What we have here are two groups with divergent, and yet similar, interests. The Palestinians want to spin this withdrawal as a sign of victory and as proof that violence was the only means to force Israel to "surrender." This logic was used subsequent to Israel's withdrawal from Lebanon (strategically a smart move, but carried out in the worst possible way) as a way to motivate the people to use violence against Israel. Of course, that violence failed. Arafat is dead. The Intifada brought them no tangible benefits, but left their society in economic, moral, and political ruins. Yes, Israel is leaving, but that's Israel's decision on its own terms and for its own reasons. Not because Palestinian mortars are crashing down on Kfar Darom.

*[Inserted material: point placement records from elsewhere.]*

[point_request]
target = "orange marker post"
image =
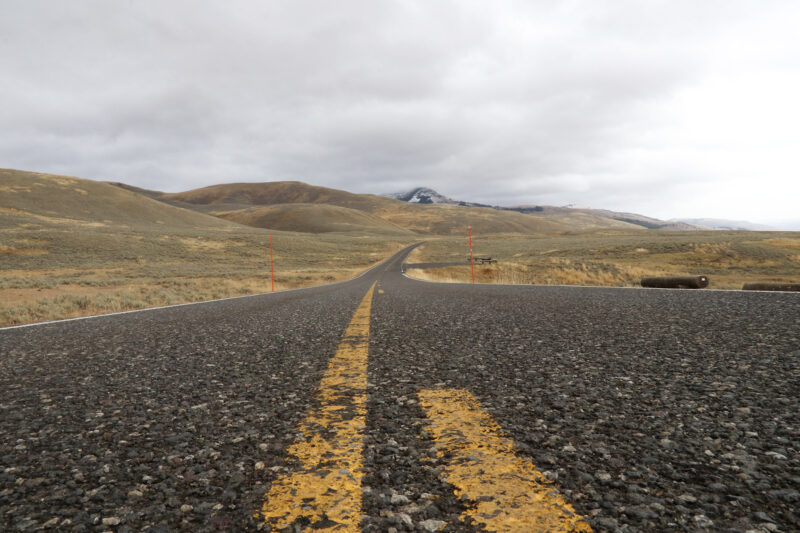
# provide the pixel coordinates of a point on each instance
(271, 265)
(471, 260)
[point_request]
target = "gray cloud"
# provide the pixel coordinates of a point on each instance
(623, 106)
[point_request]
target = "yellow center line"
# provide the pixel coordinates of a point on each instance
(325, 491)
(508, 493)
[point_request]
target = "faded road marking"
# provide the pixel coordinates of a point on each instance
(325, 491)
(507, 492)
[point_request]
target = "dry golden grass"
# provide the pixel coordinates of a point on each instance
(65, 254)
(730, 259)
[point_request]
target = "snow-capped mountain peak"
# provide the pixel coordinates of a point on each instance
(422, 195)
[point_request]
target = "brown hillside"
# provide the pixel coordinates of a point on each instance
(384, 212)
(44, 200)
(310, 218)
(278, 192)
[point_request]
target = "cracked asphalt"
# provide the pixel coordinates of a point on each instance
(649, 409)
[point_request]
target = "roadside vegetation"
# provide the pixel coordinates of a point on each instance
(71, 247)
(52, 274)
(616, 258)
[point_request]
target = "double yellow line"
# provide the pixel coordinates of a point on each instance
(324, 492)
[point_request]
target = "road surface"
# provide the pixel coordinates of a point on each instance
(385, 403)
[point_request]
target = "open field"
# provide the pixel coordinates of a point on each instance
(72, 247)
(617, 258)
(50, 274)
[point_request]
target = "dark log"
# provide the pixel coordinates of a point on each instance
(680, 282)
(771, 287)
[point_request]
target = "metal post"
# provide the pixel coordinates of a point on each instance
(471, 260)
(271, 265)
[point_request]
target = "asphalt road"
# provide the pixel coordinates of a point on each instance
(650, 410)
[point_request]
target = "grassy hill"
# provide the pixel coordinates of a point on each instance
(45, 200)
(311, 218)
(240, 195)
(72, 247)
(235, 202)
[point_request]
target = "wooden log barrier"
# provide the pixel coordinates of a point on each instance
(771, 287)
(680, 282)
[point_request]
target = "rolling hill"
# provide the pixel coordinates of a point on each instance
(236, 201)
(311, 218)
(42, 200)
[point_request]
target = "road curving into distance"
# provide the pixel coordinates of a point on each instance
(385, 403)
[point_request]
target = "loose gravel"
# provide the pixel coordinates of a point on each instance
(651, 410)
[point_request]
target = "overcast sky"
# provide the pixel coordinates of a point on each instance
(669, 109)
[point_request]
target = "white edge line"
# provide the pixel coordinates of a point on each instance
(33, 324)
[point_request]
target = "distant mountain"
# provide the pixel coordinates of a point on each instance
(297, 206)
(719, 223)
(422, 195)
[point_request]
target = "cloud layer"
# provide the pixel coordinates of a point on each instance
(665, 108)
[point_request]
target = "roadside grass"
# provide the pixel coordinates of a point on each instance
(617, 258)
(85, 271)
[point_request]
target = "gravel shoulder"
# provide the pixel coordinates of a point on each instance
(649, 410)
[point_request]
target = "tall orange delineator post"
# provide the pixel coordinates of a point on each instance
(271, 265)
(471, 260)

But Israel cannot allow disengagement to become a rallying point, like Southern Lebanon. The Palestinians were able to use it because Israel literally scurried away in the middle of the night without even the most basic coordination with its allies. Israel looked scared and cowardly. Withdrawing under fire in Gaza will create the same image; and that's not something Israel can afford.
The PA must stop the shellings, at least until Israel leaves. If it cannot stop simple mortars from being fired, how can it be expected to run a country? The future does not look bright if I'm a Palestinian. But if the PA cannot or will not respond, Israel must use whatever methods are available at its disposal to stop the attacks, or at least it must make it clear that Israel is leaving in a position of strength, not weakness. Force cannot lead to a solution.
On the other hand, we have the extremist settlers.
There are some people who believe that attacking soldiers will make them think twice before coming into the settlements for the evacuation. At least, that's the only rational motive I can ascribe to these lunatics. For a while I supported withdrawing the soldiers and letting the remaining settlers fend for themselves. I still believe that, though not as strongly, but it's people like this (note the part about the rioters trying to attack Rabbi Aviner) who make me want the IDF to close off the border and let Hamas and the extremist settlers fight it out.
The IDF must make it clear that violence cannot work. Anyone attacking a soldier should be treated with force, deadly force if the circumstances require it. No soldier should risk his/her life because the fanatics need to "strut their stuff." Violence cannot be allowed to stop the disengagement. Force cannot lead to a solution.